Can I say; r2 $$\leq$$ x4
thus;

|x - x4| < x4

Adding x4 to each;

0 < x < 2x4

And y will follow the same way, however is that correct in saying that x and y are open?
(still have to show z is open)

If you meant $$r\leq x^4$$, then your reasoning is correct (assuming by $$r=\min(|x^4||y^4||z^4|)$$ you meant $$r=\min\{|x^4|,|y^4|,|z^4|\}$$). However, x' is not open, nor is (x',y',z)--it is a point contained in the set $$B_r(p)$$ which is contained in some open set U.

Also, a semicolon is not the same as a colon.

If you meant $$r\leq x^4$$, then your reasoning is correct (assuming by $$r=\min(|x^4||y^4||z^4|)$$ you meant $$r=\min\{|x^4|,|y^4|,|z^4|\}$$).
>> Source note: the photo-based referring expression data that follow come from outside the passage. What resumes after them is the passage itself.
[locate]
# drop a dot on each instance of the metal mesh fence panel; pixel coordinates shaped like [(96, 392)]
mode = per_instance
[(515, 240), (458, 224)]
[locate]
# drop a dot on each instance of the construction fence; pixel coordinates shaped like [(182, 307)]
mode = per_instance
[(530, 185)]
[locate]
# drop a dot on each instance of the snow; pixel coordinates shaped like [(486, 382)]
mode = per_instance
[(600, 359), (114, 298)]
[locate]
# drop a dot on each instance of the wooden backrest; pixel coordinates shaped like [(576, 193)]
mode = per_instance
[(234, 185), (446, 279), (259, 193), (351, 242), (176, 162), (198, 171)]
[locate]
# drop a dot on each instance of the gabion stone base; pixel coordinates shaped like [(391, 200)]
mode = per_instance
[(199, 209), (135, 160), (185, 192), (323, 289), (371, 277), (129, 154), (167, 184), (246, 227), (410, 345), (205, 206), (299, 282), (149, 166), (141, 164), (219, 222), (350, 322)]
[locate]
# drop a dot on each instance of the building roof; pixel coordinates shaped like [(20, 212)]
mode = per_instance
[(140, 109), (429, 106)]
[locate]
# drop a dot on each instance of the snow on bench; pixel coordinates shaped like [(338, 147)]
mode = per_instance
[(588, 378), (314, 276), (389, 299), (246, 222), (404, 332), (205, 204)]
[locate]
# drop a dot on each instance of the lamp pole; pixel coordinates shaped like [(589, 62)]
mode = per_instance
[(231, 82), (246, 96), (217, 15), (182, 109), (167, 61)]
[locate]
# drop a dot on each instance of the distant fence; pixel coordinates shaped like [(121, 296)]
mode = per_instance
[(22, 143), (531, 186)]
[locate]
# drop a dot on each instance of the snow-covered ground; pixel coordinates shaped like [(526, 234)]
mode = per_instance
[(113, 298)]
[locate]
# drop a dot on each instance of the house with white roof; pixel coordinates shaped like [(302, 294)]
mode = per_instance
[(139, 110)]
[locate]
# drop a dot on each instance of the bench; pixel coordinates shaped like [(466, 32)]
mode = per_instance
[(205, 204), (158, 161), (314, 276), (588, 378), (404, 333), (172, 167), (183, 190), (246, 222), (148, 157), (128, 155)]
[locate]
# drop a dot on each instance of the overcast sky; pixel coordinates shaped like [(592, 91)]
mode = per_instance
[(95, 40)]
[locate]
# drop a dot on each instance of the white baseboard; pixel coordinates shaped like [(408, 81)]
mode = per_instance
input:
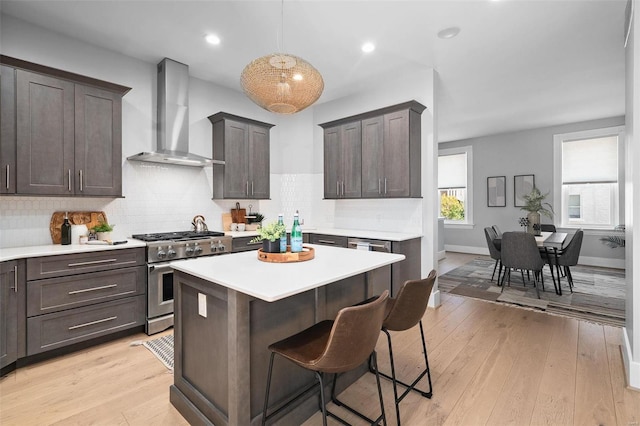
[(583, 260), (631, 367), (467, 249)]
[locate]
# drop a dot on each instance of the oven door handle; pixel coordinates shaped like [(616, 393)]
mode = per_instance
[(159, 267)]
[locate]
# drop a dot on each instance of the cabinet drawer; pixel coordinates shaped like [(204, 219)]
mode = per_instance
[(328, 240), (56, 294), (58, 329), (244, 244), (70, 264)]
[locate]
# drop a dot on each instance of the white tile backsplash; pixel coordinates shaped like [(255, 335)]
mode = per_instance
[(162, 198)]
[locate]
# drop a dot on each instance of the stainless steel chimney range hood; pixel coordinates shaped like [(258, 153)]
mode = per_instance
[(173, 119)]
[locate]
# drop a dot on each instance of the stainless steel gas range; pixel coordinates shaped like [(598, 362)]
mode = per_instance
[(163, 248)]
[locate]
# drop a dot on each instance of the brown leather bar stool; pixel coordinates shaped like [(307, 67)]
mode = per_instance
[(404, 312), (333, 347)]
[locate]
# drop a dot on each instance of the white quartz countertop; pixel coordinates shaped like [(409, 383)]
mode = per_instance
[(269, 281), (356, 233), (56, 249)]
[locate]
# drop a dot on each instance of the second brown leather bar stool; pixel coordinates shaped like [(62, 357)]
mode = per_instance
[(333, 347), (404, 312)]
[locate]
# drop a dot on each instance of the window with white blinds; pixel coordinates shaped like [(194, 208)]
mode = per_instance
[(588, 170), (454, 185)]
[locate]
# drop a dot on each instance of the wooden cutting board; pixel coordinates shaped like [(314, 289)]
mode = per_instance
[(90, 219), (238, 214)]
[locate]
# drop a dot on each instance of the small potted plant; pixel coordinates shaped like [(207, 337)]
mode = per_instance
[(535, 205), (270, 236), (103, 230)]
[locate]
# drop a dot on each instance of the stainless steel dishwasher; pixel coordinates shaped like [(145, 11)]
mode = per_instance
[(367, 244)]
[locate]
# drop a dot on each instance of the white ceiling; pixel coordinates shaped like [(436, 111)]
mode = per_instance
[(515, 64)]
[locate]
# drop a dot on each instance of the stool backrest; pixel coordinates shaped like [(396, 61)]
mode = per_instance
[(408, 307), (353, 336)]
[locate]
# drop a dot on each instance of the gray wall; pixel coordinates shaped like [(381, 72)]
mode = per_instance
[(520, 153)]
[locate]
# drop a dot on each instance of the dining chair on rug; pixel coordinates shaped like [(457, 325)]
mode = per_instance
[(404, 312), (494, 252), (333, 347), (519, 250), (568, 257)]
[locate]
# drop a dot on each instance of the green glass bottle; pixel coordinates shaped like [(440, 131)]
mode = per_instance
[(296, 235)]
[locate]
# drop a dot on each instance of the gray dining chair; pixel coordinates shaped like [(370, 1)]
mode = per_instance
[(568, 257), (494, 252), (519, 250)]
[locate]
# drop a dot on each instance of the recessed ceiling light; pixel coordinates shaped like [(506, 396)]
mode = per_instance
[(450, 32), (368, 47), (212, 39)]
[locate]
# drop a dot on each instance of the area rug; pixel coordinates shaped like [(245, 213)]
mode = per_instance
[(162, 348), (598, 293)]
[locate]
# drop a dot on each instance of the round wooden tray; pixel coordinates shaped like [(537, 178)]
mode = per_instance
[(307, 253)]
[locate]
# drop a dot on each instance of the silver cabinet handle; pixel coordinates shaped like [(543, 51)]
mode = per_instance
[(92, 262), (92, 323), (326, 241), (92, 289)]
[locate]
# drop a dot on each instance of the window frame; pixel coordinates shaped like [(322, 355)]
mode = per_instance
[(468, 222), (617, 207)]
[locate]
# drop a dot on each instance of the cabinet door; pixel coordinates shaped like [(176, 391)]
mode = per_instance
[(332, 162), (258, 167), (7, 130), (352, 160), (236, 151), (98, 142), (45, 163), (373, 157), (396, 154), (8, 313)]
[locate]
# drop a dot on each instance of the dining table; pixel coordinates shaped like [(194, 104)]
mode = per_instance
[(552, 244)]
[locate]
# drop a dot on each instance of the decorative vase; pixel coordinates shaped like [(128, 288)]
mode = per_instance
[(271, 246), (534, 223)]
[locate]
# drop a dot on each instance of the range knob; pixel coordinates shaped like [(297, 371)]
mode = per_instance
[(161, 253)]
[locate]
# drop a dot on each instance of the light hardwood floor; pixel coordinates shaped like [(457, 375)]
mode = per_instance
[(490, 364)]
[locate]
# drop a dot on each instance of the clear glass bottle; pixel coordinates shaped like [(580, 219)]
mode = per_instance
[(65, 231), (283, 239), (296, 235)]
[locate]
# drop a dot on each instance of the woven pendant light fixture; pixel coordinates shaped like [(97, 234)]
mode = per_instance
[(281, 82)]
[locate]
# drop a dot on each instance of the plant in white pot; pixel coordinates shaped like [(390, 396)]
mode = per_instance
[(270, 236), (103, 231), (535, 205)]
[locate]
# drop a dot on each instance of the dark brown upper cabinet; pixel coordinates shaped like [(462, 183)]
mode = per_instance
[(68, 133), (243, 144), (386, 154)]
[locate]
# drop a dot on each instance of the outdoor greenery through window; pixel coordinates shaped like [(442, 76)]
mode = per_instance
[(453, 184), (589, 170)]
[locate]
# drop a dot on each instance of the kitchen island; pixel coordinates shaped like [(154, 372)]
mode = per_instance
[(229, 308)]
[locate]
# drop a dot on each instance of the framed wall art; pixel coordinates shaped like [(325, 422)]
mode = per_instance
[(522, 185), (496, 191)]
However, x' is not open, nor is (x',y',z)--it is a point contained in the set $$B_r(p)$$ which is contained in some open set U.

Also, a semicolon is not the same as a colon.

Yes, sorry I did mean $$r\leq x^4$$
Why isn't x open when I showed that x > 0 (forgetting the other two points y, and z at the moment)

Why isn't x open when I showed that x > 0 (forgetting the other two points y, and z` at the moment)

Recall that a subset U of $$\mathbb{R}^n$$ is defined to be open if for every point in U there's an r>0 such that $$B_r(p)=\{x\in\mathbb{R}^n : |x-p|<r\}\subseteq U$$.

In other words, the requirements for some object U to be open in $$\mathbb{R}^3$$ are that
1. U is a set,
2. U is a subset of $$\mathbb{R}^3$$, and
3. for every point in U there's an r>0 such that $$B_r(p)=\{x\in\mathbb{R}^3 : |x-p|<r\}\subseteq U.$$
The object x' doesn't satisfy any of these.

Now recall that the elements of $$\mathbb{R}^3$$ are called points. Since x' is not an element of $$\mathbb{R}^3$$, it is not a point (and neither are y' or z'). However, the ordered triple (x',y',z') is an element of $$\mathbb{R}^3$$ and is therefore a point. But is it an open set? No, it is not, because it again doesn't satisfy any of the requirements above.

Finally, consider the set $$\{(x^4,y^4,z):x>0,y>0,z<0\}$$. Clearly, it satisfies the first two requirements. Thus, what you've been trying to show in your proof is that it satisfies the third and is therefore open. But to reiterate, the elements (i.e. the points) in that set are not open.